IGN Review of Indianapolis 500 Legends
Wii has had a shortage of good racing games since its initial release back in late 2006. For whatever reason, the simple concept of tilt control has been adopted time and time again, but a core racing engine that delivers a truly in-depth experience has yet to be seen. As far as serious racing goes, players are left pretty high and dry. In an attempt to go a bit more traditional in its racing design, Destineer Studios hired on Torus games to take on a budget title based on the historic tradition of the Indianapolis 500. From the very beginning Indy 500 Legends has made it known its intentions, which are to deliver an accurate, entertaining ode to racing's greatest event. Now that we've taken our turns around the historic track, we've got the verdict.

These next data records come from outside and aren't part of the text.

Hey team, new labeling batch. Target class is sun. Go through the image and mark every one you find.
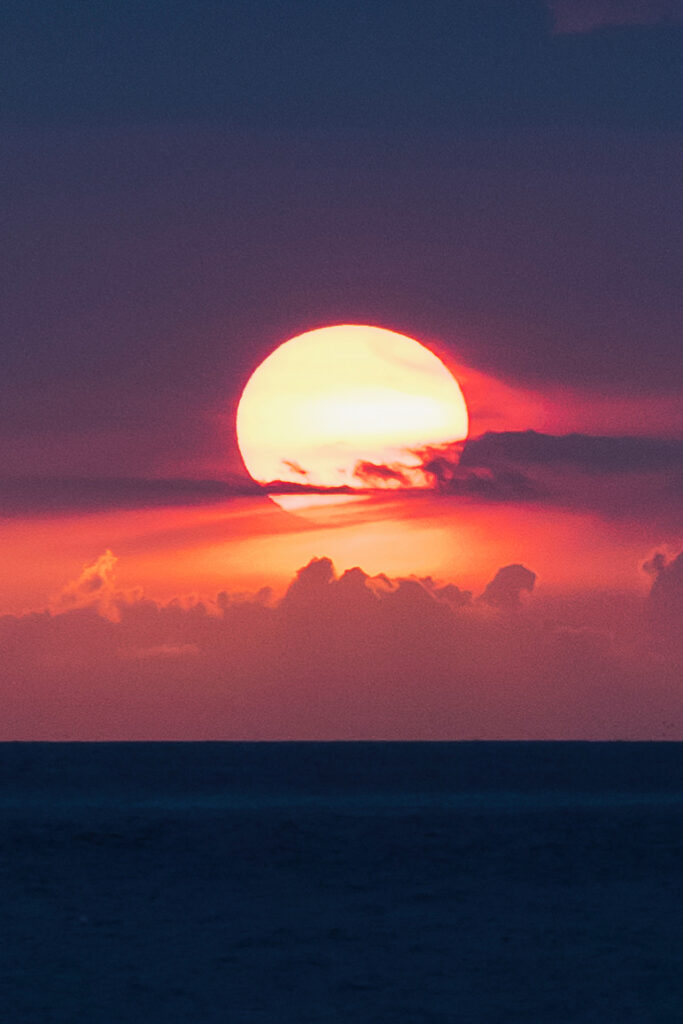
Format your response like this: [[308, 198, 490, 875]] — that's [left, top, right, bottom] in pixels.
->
[[237, 324, 468, 508]]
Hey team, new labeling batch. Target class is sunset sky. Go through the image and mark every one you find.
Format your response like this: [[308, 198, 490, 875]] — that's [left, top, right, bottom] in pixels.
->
[[0, 0, 683, 739]]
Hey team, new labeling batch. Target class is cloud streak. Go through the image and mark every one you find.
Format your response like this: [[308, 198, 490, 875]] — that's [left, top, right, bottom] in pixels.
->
[[0, 552, 683, 739]]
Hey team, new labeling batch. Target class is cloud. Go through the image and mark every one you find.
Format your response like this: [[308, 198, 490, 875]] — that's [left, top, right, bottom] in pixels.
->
[[479, 565, 536, 611], [353, 461, 411, 486], [0, 475, 366, 518], [461, 430, 683, 473], [0, 552, 683, 739], [51, 550, 122, 622], [643, 551, 683, 650], [548, 0, 683, 34], [415, 430, 683, 524]]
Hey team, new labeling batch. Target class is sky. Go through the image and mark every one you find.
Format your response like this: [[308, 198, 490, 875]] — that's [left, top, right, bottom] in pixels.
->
[[0, 0, 683, 739]]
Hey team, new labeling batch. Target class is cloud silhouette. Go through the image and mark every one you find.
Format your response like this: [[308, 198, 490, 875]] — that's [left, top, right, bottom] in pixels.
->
[[51, 550, 119, 622], [0, 552, 683, 739], [548, 0, 683, 34], [353, 461, 411, 487], [479, 565, 536, 611]]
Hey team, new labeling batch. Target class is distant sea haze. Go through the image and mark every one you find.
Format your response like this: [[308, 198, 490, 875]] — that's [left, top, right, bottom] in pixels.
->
[[0, 742, 683, 1024]]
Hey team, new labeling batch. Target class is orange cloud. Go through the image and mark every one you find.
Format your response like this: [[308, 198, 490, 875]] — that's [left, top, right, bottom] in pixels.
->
[[0, 553, 683, 739]]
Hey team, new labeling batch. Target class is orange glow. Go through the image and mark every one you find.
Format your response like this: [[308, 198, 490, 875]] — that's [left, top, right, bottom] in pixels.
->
[[237, 325, 468, 507]]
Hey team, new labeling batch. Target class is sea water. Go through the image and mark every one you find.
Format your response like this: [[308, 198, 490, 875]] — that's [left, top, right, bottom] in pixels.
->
[[0, 742, 683, 1024]]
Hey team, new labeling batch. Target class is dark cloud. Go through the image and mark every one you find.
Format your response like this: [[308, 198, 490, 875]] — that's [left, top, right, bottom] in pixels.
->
[[0, 475, 357, 518], [548, 0, 683, 33], [405, 430, 683, 525], [460, 430, 683, 474], [479, 565, 536, 611], [422, 454, 544, 502], [353, 461, 410, 486], [643, 551, 683, 638], [0, 553, 683, 739]]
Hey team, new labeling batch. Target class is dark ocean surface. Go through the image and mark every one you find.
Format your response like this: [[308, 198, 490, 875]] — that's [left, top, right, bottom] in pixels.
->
[[0, 742, 683, 1024]]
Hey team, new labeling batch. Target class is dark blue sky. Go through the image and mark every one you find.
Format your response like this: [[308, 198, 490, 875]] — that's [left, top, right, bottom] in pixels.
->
[[0, 0, 683, 472]]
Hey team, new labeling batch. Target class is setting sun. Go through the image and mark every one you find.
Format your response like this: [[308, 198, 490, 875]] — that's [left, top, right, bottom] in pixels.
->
[[237, 325, 468, 503]]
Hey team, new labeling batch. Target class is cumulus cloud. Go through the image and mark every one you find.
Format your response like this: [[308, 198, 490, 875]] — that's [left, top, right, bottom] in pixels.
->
[[0, 552, 683, 739], [51, 550, 119, 621], [480, 565, 536, 611]]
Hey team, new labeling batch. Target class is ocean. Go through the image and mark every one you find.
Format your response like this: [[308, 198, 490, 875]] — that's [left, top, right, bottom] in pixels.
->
[[0, 742, 683, 1024]]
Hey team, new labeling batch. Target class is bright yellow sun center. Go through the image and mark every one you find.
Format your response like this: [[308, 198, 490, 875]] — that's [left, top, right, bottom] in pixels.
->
[[237, 324, 468, 504]]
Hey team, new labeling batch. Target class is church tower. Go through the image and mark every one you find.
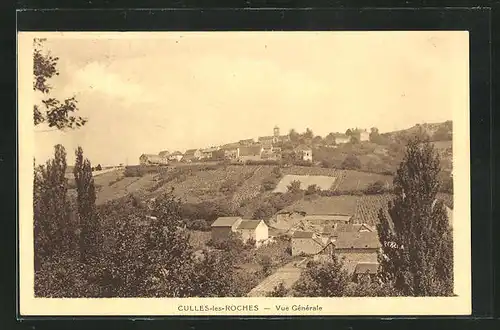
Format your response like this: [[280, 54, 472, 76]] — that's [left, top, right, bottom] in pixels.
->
[[274, 126, 280, 138]]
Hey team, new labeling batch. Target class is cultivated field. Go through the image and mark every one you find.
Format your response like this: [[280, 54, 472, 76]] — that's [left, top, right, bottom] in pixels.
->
[[274, 174, 336, 193]]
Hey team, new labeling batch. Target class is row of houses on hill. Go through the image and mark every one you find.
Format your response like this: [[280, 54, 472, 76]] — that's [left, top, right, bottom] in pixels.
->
[[139, 127, 312, 165], [211, 217, 269, 246]]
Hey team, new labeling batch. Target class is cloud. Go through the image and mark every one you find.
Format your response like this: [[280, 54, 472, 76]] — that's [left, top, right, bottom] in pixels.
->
[[66, 62, 155, 104]]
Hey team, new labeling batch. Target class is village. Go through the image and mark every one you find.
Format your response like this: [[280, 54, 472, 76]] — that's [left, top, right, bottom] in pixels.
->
[[135, 126, 452, 296], [139, 126, 370, 165]]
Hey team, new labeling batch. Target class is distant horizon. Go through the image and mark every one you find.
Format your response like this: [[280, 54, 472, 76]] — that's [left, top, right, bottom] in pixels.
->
[[42, 119, 452, 166], [32, 31, 468, 164]]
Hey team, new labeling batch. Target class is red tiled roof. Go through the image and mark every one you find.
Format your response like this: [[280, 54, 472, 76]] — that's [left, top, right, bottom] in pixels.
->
[[238, 220, 262, 229], [212, 217, 241, 227], [333, 232, 380, 249], [354, 262, 379, 274]]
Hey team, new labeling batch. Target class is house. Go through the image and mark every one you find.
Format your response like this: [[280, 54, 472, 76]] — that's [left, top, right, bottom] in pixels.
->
[[238, 145, 263, 162], [168, 151, 183, 162], [353, 262, 379, 283], [238, 139, 255, 146], [158, 150, 170, 158], [291, 231, 325, 256], [295, 145, 312, 162], [211, 217, 269, 246], [220, 143, 240, 160], [181, 149, 201, 163], [334, 133, 351, 144], [359, 129, 370, 142], [236, 220, 269, 246], [273, 126, 290, 143], [330, 223, 375, 236], [432, 194, 453, 227], [139, 154, 168, 165], [200, 147, 219, 159], [332, 232, 381, 274], [257, 136, 275, 146], [276, 196, 357, 225], [211, 217, 243, 241]]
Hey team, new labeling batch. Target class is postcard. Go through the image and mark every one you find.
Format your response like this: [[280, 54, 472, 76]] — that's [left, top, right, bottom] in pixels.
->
[[18, 31, 471, 316]]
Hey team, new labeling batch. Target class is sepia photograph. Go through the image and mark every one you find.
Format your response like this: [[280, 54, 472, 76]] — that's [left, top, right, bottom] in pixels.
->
[[18, 31, 471, 315]]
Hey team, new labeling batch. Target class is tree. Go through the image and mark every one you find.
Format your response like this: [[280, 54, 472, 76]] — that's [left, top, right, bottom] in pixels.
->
[[377, 135, 453, 296], [303, 128, 314, 140], [269, 282, 289, 297], [259, 255, 273, 277], [288, 128, 300, 142], [306, 184, 320, 195], [365, 180, 385, 195], [287, 180, 301, 194], [191, 250, 236, 297], [33, 38, 87, 129], [73, 147, 101, 263], [33, 144, 74, 269], [294, 254, 349, 297], [342, 155, 361, 170], [144, 191, 197, 297]]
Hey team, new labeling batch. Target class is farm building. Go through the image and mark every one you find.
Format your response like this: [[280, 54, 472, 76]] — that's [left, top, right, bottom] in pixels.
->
[[276, 196, 357, 225], [334, 133, 351, 144], [238, 139, 255, 146], [158, 150, 170, 158], [295, 145, 312, 162], [139, 154, 168, 165], [359, 129, 370, 142], [236, 220, 269, 245], [274, 175, 336, 193], [332, 232, 381, 274], [238, 145, 262, 162], [292, 231, 326, 256], [211, 217, 243, 241], [168, 151, 183, 162], [211, 217, 269, 245], [257, 136, 274, 145], [273, 126, 290, 143], [200, 147, 219, 159], [182, 149, 201, 163], [353, 262, 379, 282]]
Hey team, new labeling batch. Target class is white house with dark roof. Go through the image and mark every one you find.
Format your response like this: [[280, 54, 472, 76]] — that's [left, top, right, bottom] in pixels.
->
[[211, 217, 269, 245], [292, 231, 326, 256], [236, 220, 269, 245], [211, 217, 243, 241], [276, 196, 357, 225]]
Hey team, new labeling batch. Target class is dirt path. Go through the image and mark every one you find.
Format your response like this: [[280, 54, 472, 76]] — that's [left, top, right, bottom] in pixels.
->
[[247, 257, 307, 297]]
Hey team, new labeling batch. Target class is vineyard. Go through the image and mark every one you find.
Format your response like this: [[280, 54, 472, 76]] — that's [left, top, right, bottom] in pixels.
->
[[353, 193, 453, 226], [353, 194, 392, 226]]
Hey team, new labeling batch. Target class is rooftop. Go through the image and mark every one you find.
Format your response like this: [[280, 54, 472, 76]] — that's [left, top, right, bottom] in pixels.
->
[[240, 145, 262, 156], [292, 231, 314, 238], [212, 217, 241, 227], [333, 232, 380, 249], [280, 196, 358, 216], [238, 220, 262, 229], [274, 175, 337, 193], [354, 262, 379, 274]]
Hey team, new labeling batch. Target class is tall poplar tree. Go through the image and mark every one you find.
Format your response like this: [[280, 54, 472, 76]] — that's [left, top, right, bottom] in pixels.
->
[[33, 144, 71, 269], [73, 147, 100, 262], [377, 134, 453, 296]]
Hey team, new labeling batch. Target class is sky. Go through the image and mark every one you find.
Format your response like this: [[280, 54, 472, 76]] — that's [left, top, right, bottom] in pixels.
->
[[30, 32, 468, 165]]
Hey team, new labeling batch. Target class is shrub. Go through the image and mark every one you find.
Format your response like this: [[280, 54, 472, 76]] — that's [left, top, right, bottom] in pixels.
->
[[262, 178, 278, 191], [342, 155, 361, 170], [306, 184, 321, 195], [272, 166, 283, 179], [287, 180, 301, 194], [365, 180, 386, 195], [184, 219, 211, 231]]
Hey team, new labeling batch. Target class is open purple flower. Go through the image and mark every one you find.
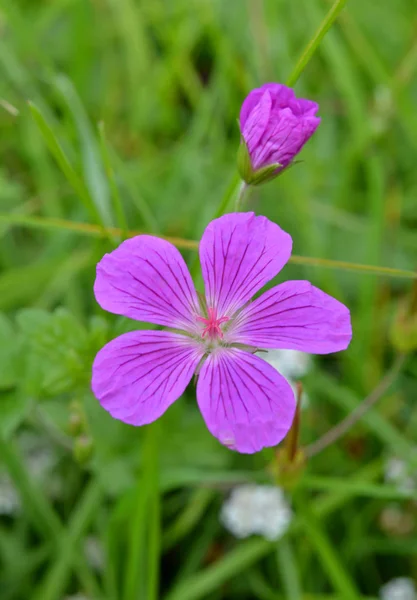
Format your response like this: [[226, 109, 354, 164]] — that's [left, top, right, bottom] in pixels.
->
[[239, 83, 320, 185], [92, 213, 351, 453]]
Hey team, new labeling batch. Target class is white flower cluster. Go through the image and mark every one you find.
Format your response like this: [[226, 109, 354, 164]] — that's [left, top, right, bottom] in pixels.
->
[[385, 457, 417, 492], [84, 535, 105, 571], [0, 474, 21, 516], [379, 577, 417, 600], [258, 350, 311, 408], [220, 484, 292, 541]]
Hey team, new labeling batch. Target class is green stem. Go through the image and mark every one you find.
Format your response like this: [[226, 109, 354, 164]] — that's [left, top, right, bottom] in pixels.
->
[[286, 0, 347, 87], [235, 181, 252, 212]]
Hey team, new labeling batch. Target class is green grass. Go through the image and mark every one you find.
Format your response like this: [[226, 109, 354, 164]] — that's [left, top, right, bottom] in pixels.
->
[[0, 0, 417, 600]]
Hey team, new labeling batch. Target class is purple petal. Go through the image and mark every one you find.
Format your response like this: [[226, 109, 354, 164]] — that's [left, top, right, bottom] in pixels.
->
[[242, 92, 272, 156], [197, 348, 295, 454], [91, 331, 204, 425], [228, 281, 352, 354], [200, 213, 292, 318], [239, 83, 296, 131], [297, 98, 319, 117], [252, 108, 320, 169], [94, 235, 199, 330]]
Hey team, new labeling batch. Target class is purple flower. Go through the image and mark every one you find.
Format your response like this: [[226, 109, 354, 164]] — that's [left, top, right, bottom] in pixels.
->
[[92, 213, 351, 453], [238, 83, 320, 185]]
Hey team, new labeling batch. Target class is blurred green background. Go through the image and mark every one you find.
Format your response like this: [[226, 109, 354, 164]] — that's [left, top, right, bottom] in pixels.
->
[[0, 0, 417, 600]]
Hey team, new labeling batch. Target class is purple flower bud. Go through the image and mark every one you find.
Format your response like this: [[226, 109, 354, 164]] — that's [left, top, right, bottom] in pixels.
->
[[238, 83, 320, 185]]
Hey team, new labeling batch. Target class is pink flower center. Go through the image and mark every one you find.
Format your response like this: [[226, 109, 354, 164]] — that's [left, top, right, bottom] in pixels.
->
[[197, 308, 230, 339]]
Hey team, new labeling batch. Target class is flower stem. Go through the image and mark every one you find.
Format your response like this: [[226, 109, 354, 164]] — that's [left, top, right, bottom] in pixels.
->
[[304, 354, 406, 458], [235, 181, 251, 212], [286, 0, 347, 87]]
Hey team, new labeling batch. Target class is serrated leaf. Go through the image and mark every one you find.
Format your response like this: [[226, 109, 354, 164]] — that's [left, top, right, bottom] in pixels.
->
[[17, 308, 91, 396]]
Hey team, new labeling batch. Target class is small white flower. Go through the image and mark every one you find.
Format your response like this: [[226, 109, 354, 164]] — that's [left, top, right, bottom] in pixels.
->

There are a few pretty big risks that go along with a game like Indianapolis 500 Legends; some of which were handled well, while others pulled the overall experience down a bit. For starters, this type of professional lap racing is only going to hit a very specific crowd, so gamers that are looking for a fast-paced, arcade-like experience are going to be disappointed. Indy cars get up to some pretty high marks now days, but since this is a historic racing game you'll find that the speed is lower, while the technical driving stays the same. You'll use drafting, slingshot maneuvers, and pit during race challenges, but it's a slower overall experience than most gamers may expect.
That being said, the control works perfectly fine, and once you're in-game you'll tear around the track with some of the most reliable and slick feeling tilt control thus far in a Wii racing game. When we played the game a few months back the control was there, and we were waiting to see if the rest of the game would adopt the same polish, be it on the visual front, or in the depth and presentation of the whole experience. The final product still feels great while you take tight turns and cut between crashes, but it still shows far too many symptoms of budget titles, which includes a lack of polish, plain visuals, and a thin overall product.
Another aspect of the more realistic, historic side of the game that ends up hurting it a bit is the lack of drivers and cars during any given situation. The challenge mode makes up the bulk of the experience, as you'll need to take the role of each Indy driver and actually qualify for races, play key moments of historic situations (usually lasting about five or so laps long), and then polish off the end of the race with a placing finish. Since 500 laps could take well over five hours depending on the era you're driving in, the game breaks these challenges up into the historical hot spots instead, so if a huge crash happened in lap 137 of a specific race in real life, you'll more than likely be there to survive it in the game. On that front, Indy 500 can be a fun look back at the world of racing for true fanatics of the sport. For others, the fact that you're often tethered to specific racers with their actual cars is going to turn people off, as there's no tweaking to your rig, no upgrading of parts or cars, and no actual progression in a career with any of the racers. You use what they had; no more, no less.
To add a bit more depth to the game the team over at Torus added in some simple pit mini-games that are meant to simulate the actual pit situations in an Indy race. While driving a chalk board will slide into view from the left, signaling the need for a pit. Drive in, and you'll perform tire changes and gas refills via IR challenges (surprisingly similar to a car version of Cooking Mama). The concept for these mini missions are fine, but the execution is pretty weak, showing some extremely basic graphics and using some pretty sketchy animations in the process. It's obvious that this was meant to be a more intense portion of the experience, but in the end we'd assume budget and time constraints got in the way, and the final product feels more like an afterthought than any other section of the game.